Ha avuto parecchie recensioni su riviste specializzate, alcuni passaggi in radio all’estero tra cui Londra e Lussemburgo e uno dei brani farà parte della colonna sonora di una docufiction molto bella sul Manicomio di Girifalco (CZ), in programma per l’estate.
Nella tua musica si avvertono svariate influenze: quella zappiana, ma anche di band e generi dalle direzioni convergenti, come progressive italiano e straniero, nonché un po’ di jazz. Che cosa ascolti e da cosa ti lasci influenzare?
Come accennato prima le influenze sono molteplici, perché ognuna ha attraversato parte della mia vita. Io nasco con Franco Battiato e i Beatles, per passare naturalmente ai Pink Floyd, mentre il buon Gerswin e Ravel già si impossessavano di me.
Poi la passione fortissima verso la forma sonata e la sinfonia con Bach, Handel e Beethoven, si incrociavano naturalmente ai ELP e ai Gentle Giant. In più il blues, il funk, la samba e seppur tardivo il jazz hanno preso il loro posto in questo surreale universo spicciolo che considero la mia musica, nella quale i parossismi ritmici di Bartok e Stravinskij hanno la loro componente più vitale.
Ma un ruolo predominante lo detiene la scena italiana, se non altro per il debito artistico e umano che devo ad Area e Osanna, ma anche personale per le anime del Banco del Mutuo soccorso, che ho avuto l’onore di conoscere e vivere direttamente.

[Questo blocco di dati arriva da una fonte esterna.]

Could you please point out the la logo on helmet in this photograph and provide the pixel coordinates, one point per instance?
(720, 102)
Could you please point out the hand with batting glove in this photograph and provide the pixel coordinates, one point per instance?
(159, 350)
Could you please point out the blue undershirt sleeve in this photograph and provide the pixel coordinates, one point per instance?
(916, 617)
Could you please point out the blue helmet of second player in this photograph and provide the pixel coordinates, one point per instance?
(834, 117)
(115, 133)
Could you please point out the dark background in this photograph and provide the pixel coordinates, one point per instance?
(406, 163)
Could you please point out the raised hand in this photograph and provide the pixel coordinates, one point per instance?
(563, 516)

In pratica per me la musica è sempre stata una grande valle dove può crescere ogni tipo di fiore e di colore, nessuno predomina sull’altro. Di conseguenza la personalità e l’arte di Frank Zappa non poteva non esserne il collante speciale.
Sei al lavoro su un disco nuovo oppure ti stai dedicando principalmente alle esibizioni live?
In seguito a un cambio di line up nella formazione, tutto è stato un po’ ritardato, di conseguenza anche il lavoro sul prossimo disco.
Diciamo che siamo stati impegnati nei live per tutto quest’anno e lo saremo ancora durante l’estate, dopodiché da settembre cominceremo a pensare al nuovo disco, che comunque è già scritto e pronto per andare in studio.